Une espèce encore vulnérable
Présente dans l’ensemble de l’océan Pacifique et de l’océan Indien, la tortue olivâtre (Lepidochelys olivacea) figure sur la liste rouge de l’Union internationale pour la conservation de la nature (UICN) en tant qu’espèce « vulnérable ». Aux Philippines, elle est l’une des cinq espèces de tortues marines recensées, et l’une des plus menacées.
Comme de nombreuses espèces marines, elle subit de multiples pressions : la pêche industrielle, qui provoque des captures accidentelles ; la collecte illégale d’oeufs ; la consommation de sa chair ou de ses organes, encore valorisés dans certaines pratiques médicinales ou rituelles ; et enfin, le développement du tourisme sur les côtes, souvent peu régulé, qui dérange les sites de ponte ou perturbe le comportement naturel des jeunes tortues.
Malgré l’adhésion des Philippines à plusieurs conventions internationales interdisant le commerce de tortues de mer, ces pratiques perdurent. Dans certaines régions, leur chair reste une source de protéines pour les populations locales, et les oeufs sont vendus au marché noir.

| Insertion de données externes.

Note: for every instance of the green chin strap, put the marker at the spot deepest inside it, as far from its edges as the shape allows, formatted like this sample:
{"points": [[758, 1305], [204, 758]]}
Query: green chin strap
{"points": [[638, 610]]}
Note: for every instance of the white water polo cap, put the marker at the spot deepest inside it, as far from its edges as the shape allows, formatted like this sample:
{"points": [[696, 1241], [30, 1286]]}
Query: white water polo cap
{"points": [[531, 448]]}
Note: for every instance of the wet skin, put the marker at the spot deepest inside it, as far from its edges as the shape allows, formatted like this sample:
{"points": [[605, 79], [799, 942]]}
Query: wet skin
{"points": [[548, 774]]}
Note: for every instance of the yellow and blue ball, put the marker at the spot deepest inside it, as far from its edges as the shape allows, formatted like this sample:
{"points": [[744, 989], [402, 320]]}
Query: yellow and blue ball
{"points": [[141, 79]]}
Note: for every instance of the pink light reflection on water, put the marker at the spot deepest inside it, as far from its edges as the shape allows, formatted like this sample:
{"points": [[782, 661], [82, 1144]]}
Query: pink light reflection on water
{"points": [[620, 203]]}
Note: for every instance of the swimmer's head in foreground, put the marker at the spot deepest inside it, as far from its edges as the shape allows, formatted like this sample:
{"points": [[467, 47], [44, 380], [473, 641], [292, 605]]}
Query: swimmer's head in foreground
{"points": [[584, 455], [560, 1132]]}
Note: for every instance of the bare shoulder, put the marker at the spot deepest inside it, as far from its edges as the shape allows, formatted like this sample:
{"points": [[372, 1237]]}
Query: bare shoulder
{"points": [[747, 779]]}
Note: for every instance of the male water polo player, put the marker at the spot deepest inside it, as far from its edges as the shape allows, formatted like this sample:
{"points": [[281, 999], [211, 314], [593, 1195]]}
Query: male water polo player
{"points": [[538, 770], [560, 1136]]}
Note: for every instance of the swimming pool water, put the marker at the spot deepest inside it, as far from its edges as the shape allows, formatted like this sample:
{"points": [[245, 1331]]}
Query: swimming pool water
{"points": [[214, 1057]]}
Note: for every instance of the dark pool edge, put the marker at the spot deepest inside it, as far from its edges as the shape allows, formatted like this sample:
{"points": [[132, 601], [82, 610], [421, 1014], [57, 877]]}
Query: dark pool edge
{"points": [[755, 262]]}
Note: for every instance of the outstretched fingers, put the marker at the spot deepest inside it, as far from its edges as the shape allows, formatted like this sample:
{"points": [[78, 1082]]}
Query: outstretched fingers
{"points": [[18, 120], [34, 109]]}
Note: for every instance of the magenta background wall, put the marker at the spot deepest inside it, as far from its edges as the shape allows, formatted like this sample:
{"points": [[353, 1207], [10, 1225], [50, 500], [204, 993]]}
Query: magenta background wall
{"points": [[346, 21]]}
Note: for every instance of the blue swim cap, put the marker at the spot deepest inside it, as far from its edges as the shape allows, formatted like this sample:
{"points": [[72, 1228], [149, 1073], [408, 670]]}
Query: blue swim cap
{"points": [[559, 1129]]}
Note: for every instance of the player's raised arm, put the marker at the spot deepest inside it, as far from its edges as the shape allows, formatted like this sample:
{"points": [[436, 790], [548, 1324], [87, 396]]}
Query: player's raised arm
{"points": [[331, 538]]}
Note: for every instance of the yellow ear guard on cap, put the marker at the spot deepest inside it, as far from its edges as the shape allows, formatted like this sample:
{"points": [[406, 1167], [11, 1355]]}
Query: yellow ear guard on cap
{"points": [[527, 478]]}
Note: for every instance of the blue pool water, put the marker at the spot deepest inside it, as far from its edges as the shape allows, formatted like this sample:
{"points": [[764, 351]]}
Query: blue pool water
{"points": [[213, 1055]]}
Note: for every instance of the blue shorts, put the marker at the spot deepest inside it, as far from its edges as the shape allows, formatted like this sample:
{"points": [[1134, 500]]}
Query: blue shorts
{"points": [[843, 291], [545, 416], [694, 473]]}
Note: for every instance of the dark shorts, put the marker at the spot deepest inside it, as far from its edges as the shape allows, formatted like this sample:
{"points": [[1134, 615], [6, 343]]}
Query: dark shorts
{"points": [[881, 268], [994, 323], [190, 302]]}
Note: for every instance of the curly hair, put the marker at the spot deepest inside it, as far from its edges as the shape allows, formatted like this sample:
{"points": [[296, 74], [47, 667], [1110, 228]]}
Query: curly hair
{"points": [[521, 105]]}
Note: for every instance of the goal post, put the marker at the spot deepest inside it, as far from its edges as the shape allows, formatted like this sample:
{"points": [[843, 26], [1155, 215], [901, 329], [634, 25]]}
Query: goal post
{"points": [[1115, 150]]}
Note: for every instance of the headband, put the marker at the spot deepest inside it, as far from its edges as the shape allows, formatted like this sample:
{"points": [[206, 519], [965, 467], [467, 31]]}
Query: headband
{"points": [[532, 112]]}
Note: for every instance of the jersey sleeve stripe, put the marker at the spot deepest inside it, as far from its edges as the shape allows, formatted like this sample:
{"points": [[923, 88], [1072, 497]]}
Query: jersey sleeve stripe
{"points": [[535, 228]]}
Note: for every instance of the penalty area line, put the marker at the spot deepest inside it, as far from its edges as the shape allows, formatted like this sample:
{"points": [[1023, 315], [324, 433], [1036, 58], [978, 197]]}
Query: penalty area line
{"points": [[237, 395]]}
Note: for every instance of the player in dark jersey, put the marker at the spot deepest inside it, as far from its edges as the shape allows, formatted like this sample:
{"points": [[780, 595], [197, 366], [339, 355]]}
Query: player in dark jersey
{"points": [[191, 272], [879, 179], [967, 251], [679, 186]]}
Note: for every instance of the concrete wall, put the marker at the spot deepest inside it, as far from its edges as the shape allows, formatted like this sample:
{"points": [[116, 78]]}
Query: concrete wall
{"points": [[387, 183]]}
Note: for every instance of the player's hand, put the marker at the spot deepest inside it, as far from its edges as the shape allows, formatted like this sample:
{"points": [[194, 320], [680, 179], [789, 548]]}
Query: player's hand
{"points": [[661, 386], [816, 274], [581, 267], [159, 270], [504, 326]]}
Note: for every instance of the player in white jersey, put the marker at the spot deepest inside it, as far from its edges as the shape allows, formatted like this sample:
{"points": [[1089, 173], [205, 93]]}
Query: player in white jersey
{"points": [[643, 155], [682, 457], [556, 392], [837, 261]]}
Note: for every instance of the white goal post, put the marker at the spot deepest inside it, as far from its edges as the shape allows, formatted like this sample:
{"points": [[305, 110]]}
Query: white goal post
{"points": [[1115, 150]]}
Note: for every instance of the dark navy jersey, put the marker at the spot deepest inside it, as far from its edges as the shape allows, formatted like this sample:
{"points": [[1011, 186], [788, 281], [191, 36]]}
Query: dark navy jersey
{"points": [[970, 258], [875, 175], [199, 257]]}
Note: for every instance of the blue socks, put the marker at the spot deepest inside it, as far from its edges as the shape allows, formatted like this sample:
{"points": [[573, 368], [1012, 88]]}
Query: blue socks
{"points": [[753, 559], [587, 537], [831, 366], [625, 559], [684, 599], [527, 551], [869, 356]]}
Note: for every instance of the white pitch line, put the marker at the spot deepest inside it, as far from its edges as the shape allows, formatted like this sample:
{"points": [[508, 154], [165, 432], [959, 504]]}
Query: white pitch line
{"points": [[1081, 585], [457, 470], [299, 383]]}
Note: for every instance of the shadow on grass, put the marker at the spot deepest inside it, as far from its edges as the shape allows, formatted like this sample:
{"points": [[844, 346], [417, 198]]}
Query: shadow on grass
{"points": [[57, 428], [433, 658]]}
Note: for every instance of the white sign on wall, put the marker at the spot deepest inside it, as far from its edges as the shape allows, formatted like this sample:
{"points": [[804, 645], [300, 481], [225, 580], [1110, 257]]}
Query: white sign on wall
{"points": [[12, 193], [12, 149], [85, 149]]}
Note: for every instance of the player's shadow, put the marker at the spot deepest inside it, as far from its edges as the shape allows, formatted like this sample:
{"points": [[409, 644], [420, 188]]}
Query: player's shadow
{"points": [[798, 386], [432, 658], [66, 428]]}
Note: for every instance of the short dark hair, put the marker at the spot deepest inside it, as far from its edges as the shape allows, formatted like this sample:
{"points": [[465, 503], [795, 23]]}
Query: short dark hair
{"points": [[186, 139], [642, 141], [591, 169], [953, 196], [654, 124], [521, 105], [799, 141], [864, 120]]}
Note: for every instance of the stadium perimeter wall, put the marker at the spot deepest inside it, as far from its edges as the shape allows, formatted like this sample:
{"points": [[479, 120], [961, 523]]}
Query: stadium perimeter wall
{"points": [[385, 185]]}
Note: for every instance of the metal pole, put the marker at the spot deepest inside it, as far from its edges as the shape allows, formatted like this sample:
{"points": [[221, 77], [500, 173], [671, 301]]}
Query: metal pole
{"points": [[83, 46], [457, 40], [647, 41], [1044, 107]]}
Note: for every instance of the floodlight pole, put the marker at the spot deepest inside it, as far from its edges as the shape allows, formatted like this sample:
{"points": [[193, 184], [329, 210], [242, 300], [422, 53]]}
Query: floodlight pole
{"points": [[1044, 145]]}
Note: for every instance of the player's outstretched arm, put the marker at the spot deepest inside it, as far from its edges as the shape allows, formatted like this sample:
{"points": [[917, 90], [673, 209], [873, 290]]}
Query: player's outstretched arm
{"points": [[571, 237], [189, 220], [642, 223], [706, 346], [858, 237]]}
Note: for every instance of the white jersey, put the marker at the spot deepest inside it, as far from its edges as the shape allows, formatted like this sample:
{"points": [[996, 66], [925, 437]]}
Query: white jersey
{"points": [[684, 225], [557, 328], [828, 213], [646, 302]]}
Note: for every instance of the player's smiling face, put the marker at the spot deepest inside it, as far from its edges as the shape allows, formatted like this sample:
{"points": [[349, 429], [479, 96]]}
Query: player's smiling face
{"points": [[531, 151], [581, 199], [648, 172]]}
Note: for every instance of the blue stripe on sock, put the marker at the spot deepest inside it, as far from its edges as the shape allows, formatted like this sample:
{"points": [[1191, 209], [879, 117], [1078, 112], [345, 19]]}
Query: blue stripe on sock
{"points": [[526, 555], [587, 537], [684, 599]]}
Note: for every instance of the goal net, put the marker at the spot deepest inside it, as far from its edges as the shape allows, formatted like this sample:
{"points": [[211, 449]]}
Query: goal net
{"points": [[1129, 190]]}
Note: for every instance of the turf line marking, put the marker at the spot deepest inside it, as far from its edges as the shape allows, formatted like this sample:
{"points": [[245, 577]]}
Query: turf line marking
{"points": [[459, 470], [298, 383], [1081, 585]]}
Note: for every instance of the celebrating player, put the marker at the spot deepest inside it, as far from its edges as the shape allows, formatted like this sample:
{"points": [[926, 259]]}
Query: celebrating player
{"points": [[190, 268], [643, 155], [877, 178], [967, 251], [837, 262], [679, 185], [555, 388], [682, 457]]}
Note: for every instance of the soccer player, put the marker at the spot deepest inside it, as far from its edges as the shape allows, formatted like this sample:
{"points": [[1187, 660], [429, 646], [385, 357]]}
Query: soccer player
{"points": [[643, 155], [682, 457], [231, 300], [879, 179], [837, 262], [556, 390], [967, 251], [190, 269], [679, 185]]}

D’autres spécimens sont exportés illégalement, notamment vers la Chine, où la demande reste forte.
Des trafics toujours actifs et difficiles à contrôler
Selon les observateurs sur le terrain, les réseaux de contrebande restent actifs, notamment dans les régions reculées du pays. Des bateaux étrangers s’approcheraient des côtes pour acheter directement des tortues capturées par des pêcheurs locaux. Cette pression externe, conjuguée à la pauvreté persistante de certaines communautés côtières, rend l’application des lois très difficile. Le territoire maritime philippin est vaste - plus de 7 000 îles, avec une immense zone côtière - et les moyens de surveillance restent limités.
À cela s’ajoutent les effets du changement climatique. L’érosion des plages et la montée du niveau de la mer réduisent les sites de ponte accessibles aux femelles. Les températures plus élevées peuvent aussi perturber le sex-ratio des naissances, qui dépend de la température du sable lors de l’incubation.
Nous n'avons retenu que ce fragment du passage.